Bonobo’s new album Migration is perfect…
As background music.
Although I probably shouldn’t admit this, I listened to Migration while doing other things important things on my post-exam-to-do-list: reclining a lot, sampling a Cadbury’s milk tray, contemplating my dour looking future, and browsing John Lewis’ women’s slipper range. More often than not, Bonobo’s album slipped seamlessly into the background as I browsed.
Whilst Bonobo is known for trip-hop, he seems to have ditched the hip-hop element and prioritised ambient sounds. The result is chilled, down-beat electronica, that sometimes extends to house on tracks such as ‘Brambra Koyo Ganda’, and ‘Kerala’. But more often than not it is too ambient. Much of the album drips in nostalgia, such as ‘Break Apart’, while pretty opener ‘Migration’, with its subtle bird noises and repeating piano, camouflages itself into your mind’s periphery.
With migration a hot topic these days, Simon Green’s album explores his move from Brighton to L.A. Perhaps it is this egocentric approach that has contributed to an enjoyable, but slightly bland album. Maybe it’s meant to sound like music to travel to, which would work, but even then it’s a soundtrack to your view, your thoughts.
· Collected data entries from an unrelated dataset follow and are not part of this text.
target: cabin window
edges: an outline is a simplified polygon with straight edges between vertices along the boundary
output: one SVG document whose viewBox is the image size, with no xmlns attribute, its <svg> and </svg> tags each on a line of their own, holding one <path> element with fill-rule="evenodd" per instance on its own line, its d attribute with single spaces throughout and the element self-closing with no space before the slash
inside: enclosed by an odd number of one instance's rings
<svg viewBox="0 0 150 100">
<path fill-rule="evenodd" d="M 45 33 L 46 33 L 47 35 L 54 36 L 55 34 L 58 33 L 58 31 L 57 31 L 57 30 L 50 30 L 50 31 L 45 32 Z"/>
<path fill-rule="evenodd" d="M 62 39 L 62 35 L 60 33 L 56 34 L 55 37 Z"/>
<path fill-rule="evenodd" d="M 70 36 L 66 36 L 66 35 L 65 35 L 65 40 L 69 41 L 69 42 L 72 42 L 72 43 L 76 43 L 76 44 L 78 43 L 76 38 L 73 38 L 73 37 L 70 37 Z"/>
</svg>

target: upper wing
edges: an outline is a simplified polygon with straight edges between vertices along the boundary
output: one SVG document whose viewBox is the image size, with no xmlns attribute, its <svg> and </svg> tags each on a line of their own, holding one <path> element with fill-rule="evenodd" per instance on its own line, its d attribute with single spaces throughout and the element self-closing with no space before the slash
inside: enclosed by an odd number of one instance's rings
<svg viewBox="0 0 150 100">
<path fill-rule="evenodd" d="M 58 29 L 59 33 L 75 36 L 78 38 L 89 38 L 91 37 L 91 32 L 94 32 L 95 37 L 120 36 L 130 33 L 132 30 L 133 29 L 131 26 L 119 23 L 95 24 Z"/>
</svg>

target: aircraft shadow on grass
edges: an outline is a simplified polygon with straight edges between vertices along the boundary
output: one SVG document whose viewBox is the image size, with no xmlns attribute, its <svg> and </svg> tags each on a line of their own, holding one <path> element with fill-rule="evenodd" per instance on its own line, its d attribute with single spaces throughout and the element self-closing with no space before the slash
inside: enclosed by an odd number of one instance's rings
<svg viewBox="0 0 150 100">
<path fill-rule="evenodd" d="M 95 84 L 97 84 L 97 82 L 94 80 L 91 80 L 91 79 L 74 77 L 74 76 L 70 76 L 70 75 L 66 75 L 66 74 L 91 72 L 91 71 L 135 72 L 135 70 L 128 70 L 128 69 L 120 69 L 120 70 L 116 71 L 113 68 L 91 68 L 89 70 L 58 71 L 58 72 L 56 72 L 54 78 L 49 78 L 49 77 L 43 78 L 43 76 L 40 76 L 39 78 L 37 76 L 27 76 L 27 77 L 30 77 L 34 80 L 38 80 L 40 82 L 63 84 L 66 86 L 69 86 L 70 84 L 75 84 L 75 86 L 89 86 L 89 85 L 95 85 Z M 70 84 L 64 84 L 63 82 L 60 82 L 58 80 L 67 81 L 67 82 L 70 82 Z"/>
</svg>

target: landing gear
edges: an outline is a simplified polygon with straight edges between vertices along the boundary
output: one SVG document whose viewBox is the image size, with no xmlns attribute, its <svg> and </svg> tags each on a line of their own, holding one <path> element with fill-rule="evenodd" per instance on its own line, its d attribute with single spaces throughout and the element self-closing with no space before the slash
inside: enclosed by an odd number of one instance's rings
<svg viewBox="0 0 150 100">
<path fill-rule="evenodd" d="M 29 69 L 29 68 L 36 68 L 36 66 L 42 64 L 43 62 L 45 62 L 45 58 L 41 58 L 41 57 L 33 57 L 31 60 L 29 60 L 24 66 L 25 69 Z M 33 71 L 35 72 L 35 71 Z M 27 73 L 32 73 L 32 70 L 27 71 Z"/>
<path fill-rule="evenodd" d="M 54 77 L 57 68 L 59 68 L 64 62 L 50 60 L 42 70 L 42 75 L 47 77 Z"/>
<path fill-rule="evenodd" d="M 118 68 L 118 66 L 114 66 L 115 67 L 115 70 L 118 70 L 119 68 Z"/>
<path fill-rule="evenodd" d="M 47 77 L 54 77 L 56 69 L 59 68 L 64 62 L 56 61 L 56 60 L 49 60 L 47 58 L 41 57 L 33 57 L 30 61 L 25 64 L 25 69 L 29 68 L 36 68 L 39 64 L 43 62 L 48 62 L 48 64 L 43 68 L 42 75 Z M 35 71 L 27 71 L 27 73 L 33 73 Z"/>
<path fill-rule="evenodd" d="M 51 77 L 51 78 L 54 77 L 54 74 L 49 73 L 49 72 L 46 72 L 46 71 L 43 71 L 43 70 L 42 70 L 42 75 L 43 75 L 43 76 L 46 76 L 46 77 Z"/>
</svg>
‘Outlier’ proved a model of the problem; it was upbeat, but constantly simmered with the same beats and synth workouts, allowing it to sink into the background. ‘Second Sun’ was my favourite, with its wistful strings, and ‘7th Sevens’ actually built to some form of climax (Rejoice!). The track’s actually attention-grabbing drums (Rejoice! Rejoice!) worked to the extent that I had to stop my sampling, contemplating and browsing, to lay back and focus on the song.
In the end, Migration doesn’t really go anywhere, but would be an acceptable soundtrack if you were travelling home.